The invention is intended to eliminate the defects of the prior art described above and for this purpose it creates an entirely new type of method and apparatus for identifying a speaker.

The invention is based on using the control system to form a visual possibility to facilitate the identification of a speaker being tested, of a group of other speakers.

More specifically, the method according to the invention is defined in claim 1.

The apparatus according to the invention is defined in claim 4.

Considerable advantages are obtained with the help of the invention.

With the help of the method according to the invention, the speaker being tested can be easily identified and, with the help of identification, the success of the test can be monitored. The identification will also allow easy indication of fault situations.

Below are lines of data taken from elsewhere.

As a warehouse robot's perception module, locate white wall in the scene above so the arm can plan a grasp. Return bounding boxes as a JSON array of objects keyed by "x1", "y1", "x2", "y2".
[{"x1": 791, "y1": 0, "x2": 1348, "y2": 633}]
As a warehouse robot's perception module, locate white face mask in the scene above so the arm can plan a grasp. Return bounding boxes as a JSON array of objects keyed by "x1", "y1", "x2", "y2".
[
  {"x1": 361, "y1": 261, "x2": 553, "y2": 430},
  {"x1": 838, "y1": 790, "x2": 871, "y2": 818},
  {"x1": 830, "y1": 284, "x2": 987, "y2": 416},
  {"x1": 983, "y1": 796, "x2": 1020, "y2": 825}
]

The invention is particularly advantageous in connection with the calibration methods described in the application.

Light indication can be used to represent various operating states with the help of lights, thus increasing information for the user.

The invention is examined below with the help of examples and with reference to the accompanying drawings.

Figure 1 shows a block diagram of a system suitable for the method according to the invention.

Figure 2 shows a second system according to the system.

Figure 3 graphically shows a signal according to the invention, which is stored by the sound card of a computer.

Figure 4 graphically shows a signal typically measured in a calibration system according to the invention.

Figure 5 graphically shows a test signal created by a speaker.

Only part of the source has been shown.